I have a PhD in medicine.
I have seen it all!
Also, my mother a T2 for 25 years, on shots for 15 years.
My best friend a T1, diagnosed at 2 years old, his own shots from 12 years old. Now 49 years old.
Seen it all?
So when did I have a ‘silent cry’ or ‘shed a tear’?
When I heard this group of 5-16 year olds talk about their diabetes.
We all need to be tough ! For each other !
You can hear these kids chat away here…

Heart wrenching stuff for me, but such an inspiration at the same.
For me, its like they have to learn about the ‘mysteries’ of life, but well before their time !

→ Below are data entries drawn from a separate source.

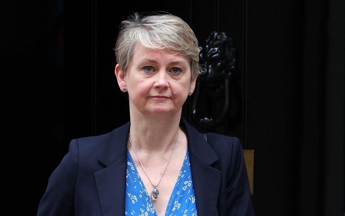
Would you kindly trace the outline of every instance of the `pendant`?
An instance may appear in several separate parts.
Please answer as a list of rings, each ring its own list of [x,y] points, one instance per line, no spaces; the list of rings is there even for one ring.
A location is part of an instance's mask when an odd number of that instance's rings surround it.
[[[154,188],[151,192],[151,194],[152,195],[152,198],[154,199],[156,199],[159,196],[159,191],[156,188]]]

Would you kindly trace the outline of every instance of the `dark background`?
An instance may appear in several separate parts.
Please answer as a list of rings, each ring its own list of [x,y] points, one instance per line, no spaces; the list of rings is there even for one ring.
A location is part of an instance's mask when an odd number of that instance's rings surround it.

So sad, so nice, and so, oh inspiring.

Sounds to me like you are a great parent and a lot of what you have described about giving Tyler “preferential treatment” could be said of a lot of parents and their youngest child. The only fault I can find you describing is that he doesn’t clean his room or pick up after yourself so I don’t know why your wife and other children are resentful. I agree that diabetes care for Type 1 child could certainly be considered enough of chore, a neverending 24 hour a day chore, to excuse him from many additional ones around the house, but I would be careful not to send this message to him or the rest of the family. I would tend to excuse all of the children from chores if I were not going to give Tyler chores. I would not want Tyler’s siblings to feel resentful and that he is getting preferential treatment. I do agree with you it is not preferential treatment because Tyler has a lot of responsibility the other children do not have but others may not see it this way. In our home, we let children enjoy their childhood uninterrupted by chores, as our mother went overboard and gave us all too many chores. We ask that they do their homework and study and help keep their rooms clean. But we do 99 percent of the household chores ourselves. They only go through childhood once; let them have as much fun as they can.